Visual Puns from Idioms: An Iterative LLM-T2IM-MLLM Framework
This work addresses the challenge of creating and understanding visual puns for applications in AI creativity and multimodal AI, though it is incremental as it builds on existing models and methods.
The paper tackles the problem of generating visual puns from idioms by developing an iterative framework that coordinates LLMs, T2IMs, and MLLMs for automatic generation and evaluation, resulting in a dataset of 1,000 visual pun images and showing that MLLM choice is the primary performance driver with GPT achieving the highest accuracies.
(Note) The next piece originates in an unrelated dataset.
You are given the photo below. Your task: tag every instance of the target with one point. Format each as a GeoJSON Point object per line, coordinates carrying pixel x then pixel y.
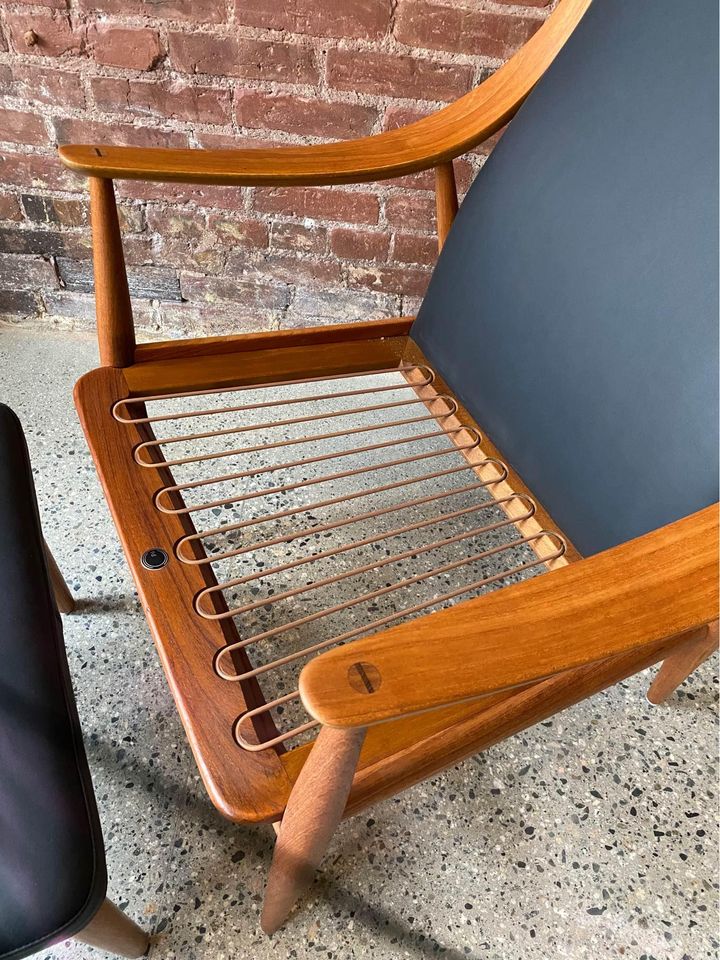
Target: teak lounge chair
{"type": "Point", "coordinates": [571, 315]}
We study idiom-based visual puns--images that align an idiom's literal and figurative meanings--and present an iterative framework that coordinates a large language model (LLM), a text-to-image model (T2IM), and a multimodal LLM (MLLM) for automatic generation and evaluation. Given an idiom, the system iteratively (i) generates detailed visual prompts, (ii) synthesizes an image, (iii) infers the idiom from the image, and (iv) refines the prompt until recognition succeeds or a step limit is reached. Using 1,000 idioms as inputs, we synthesize a corresponding dataset of visual pun images with paired prompts, enabling benchmarking of both generation and understanding. Experiments across 10 LLMs, 10 MLLMs, and one T2IM (Qwen-Image) show that MLLM choice is the primary performance driver: GPT achieves the highest accuracies, Gemini follows, and the best open-source MLLM (Gemma) is competitive with some closed models. On the LLM side, Claude attains the strongest average performance for prompt generation.